Now In Production and the Entrepreneur
“Graphic Design: Now in Production,” an ambitious American survey of Graphic Design in Contemporary Culture, includes an essay by co-chair Steven Heller on design entrepreneurship.
The exhibition curated by Ellen Lupton and Andrew Blauvelt, which launched at the Walker Art Center and will come to the Cooper Hewitt in June, focuses on the increased amount of designer created content, including thesis and post-thesis work by some of MFAD’s alumni.
From the catalog:
““Design Authorship” emerged during the late 1980s promising a counter-intuitive shift in graphic design practice from solely serving clients to actually being one’s own client. It seemed radical at first, but the Design Authorship movement, such as it was, never quite gave the proverbial asylum keys to the inmates. In truth, it was just the opposite. The term “design author” was transitional, easing the way for designers into the more provocative “Design Entrepreneur” movement.

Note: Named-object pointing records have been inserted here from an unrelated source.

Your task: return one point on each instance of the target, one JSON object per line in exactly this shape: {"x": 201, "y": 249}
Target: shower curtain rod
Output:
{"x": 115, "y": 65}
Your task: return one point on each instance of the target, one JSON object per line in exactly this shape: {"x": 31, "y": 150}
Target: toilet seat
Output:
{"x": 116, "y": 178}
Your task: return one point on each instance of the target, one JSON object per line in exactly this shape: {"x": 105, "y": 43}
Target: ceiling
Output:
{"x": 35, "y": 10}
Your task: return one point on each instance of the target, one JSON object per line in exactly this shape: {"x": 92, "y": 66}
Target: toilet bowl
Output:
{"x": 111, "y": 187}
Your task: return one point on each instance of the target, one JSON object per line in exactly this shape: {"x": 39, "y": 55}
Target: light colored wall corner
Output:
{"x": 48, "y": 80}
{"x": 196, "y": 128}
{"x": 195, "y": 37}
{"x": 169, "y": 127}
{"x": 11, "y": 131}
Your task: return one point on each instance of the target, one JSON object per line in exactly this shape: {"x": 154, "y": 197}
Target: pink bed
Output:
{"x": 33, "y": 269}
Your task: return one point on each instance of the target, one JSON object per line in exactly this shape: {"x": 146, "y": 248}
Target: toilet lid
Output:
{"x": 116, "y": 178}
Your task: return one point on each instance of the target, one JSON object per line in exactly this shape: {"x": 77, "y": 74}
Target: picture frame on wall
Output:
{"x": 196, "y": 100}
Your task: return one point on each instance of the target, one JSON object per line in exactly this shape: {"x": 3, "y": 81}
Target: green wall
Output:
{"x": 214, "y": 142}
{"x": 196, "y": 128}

Design authorship suggested a more intellectual, somewhat wishful design thinking – a dream that designers could command their own creative destinies. Design entrepreneurship, on the other hand, is a more demonstrative activity, moving beyond traditional service design into self-starting and self-sustaining design endeavors. The Design Entrepreneur movement allows designers to have greater responsibility as creators of their own marketable products. Consequently, design entrepreneurs are no longer merely serving business they are intimately engaged in their own businesses. This, of course, is a risky proposition – and many who have tried to be entrepreneurs judiciously keep their day jobs.”